O’Brien highlighted web hosting company SiteGround as one example of Bulgaria’s many startup successes, which was launched in 2004 and has now grown to 800 employees.

Speaking at the Sofia Startup Expo earlier this month, Manolev iterated, “We have gone a long way in a relatively short time and today we can definitely say that Bulgaria already has a start-up community and a developing eco-system, and today’s event is further proof of this.”

One of the more surprising statistics to come out of Bulgaria’s tech sector is that women are making up nearly half of the country’s workforce, which is the second-highest proportion in the EU after Lithuania.

Additionally, Forbes named Sofia as one of the top 10 cities in the world to launch a startup, and that was three years ago, before the latest €150 million investment into startups.

Forbes cited low income tax rates and access to EU funds as a main driver for Sofia’s listing. “It is still not well known, but Sofia actually has one of the lowest income tax rates (10%) and has one of the fastest internet speeds in the world,” wrote Forbes.
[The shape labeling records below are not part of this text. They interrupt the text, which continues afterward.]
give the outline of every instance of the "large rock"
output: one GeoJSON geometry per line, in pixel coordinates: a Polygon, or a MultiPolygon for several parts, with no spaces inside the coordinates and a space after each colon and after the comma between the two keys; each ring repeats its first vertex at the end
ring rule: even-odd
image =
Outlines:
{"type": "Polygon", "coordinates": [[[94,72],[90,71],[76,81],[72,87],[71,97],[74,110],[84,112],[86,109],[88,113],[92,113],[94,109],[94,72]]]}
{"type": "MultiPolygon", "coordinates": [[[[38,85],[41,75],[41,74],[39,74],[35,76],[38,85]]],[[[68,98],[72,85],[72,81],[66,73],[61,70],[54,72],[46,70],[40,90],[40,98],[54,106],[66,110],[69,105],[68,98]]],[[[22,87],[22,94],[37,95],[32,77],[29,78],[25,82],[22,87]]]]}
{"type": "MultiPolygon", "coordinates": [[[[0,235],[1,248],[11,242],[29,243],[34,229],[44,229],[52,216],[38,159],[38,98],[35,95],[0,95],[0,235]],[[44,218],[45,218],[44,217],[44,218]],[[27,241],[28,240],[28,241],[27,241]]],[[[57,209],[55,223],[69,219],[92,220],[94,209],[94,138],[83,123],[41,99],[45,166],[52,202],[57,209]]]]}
“Sofia has also become a strong regional hub (attracting top entrepreneurs) as they’ve been able to access the EU investment funds. This allowed the creation of three funds: LAUNCHub, Eleven Startup Accelerator, and Neveq — a later stage investor.”
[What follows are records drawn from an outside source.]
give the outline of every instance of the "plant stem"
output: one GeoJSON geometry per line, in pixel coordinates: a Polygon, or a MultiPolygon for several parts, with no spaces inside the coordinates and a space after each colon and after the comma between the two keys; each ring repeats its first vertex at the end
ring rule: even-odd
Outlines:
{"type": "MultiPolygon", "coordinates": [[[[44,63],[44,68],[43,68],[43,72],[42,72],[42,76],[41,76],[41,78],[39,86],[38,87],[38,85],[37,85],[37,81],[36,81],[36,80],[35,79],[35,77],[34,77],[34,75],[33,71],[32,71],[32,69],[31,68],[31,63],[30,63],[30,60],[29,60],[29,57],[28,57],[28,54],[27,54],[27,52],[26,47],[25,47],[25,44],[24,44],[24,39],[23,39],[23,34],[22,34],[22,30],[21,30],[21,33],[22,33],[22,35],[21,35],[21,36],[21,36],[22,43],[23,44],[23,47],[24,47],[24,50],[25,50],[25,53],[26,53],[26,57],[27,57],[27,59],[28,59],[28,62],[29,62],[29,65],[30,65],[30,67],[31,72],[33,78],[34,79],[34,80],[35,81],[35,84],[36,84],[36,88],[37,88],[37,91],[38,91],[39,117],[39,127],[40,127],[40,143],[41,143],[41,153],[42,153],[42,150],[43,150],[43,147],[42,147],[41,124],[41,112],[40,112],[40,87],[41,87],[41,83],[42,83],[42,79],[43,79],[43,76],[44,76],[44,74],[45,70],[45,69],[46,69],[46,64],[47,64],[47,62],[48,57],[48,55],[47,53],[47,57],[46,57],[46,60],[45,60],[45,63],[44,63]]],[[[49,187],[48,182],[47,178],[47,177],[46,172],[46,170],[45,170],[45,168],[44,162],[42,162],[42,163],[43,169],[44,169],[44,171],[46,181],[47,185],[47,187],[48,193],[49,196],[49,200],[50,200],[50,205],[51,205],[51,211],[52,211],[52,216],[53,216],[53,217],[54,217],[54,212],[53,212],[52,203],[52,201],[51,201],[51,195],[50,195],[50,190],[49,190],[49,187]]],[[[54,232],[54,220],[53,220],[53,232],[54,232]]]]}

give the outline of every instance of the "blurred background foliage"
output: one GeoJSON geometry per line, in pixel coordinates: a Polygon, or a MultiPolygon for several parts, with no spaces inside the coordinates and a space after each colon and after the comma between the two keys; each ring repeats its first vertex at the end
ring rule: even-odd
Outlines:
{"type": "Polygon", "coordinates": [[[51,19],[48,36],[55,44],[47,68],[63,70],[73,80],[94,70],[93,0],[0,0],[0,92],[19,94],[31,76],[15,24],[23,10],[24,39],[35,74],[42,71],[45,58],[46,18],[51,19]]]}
Eleven started in 2012 with an €12 million acceleration and seed fund, which was fully invested in 115 startups over three years.

Daniel Tomov, Founder at Eleven, told the Financial Times, “Bulgaria has been chronically underfinanced in the past but the environment is changing. We have more angel businesspeople and more investors willing to help early stage companies.”

Central and Eastern Europe’s largest tech publication, 150sec, noted that the recent €150 million investment program “is composed of various procedures designed to promote entrepreneurship in the country, a sector which has been growing rapidly over the last decade,” so a sector that had been underfinanced in the past is now changing quickly.

According to an interview on Startup Yard with Alexander Karadjian, Founder and CEO at Speedifly, “The greatest asset of the Bulgarian Tech Ecosystem is the access to talent and the relatively low price (in comparison to the rest of Europe and the US) at which entrepreneurs can gain access to this talent.”

“The challenge for startups, of course, is that big corporations from the US and Western Europe outsource a lot of their IT work to Bulgaria, which especially during the last couple of years, makes it more difficult for startup founders to make competitive enough offers to the top developers available in the ecosystem,” he added.

Now that the Bulgarian government is taking steps towards investing in its own startups, it should prove more competitive without having its workforce outsourced to American or Western European companies by allowing home-grown innovation to thrive.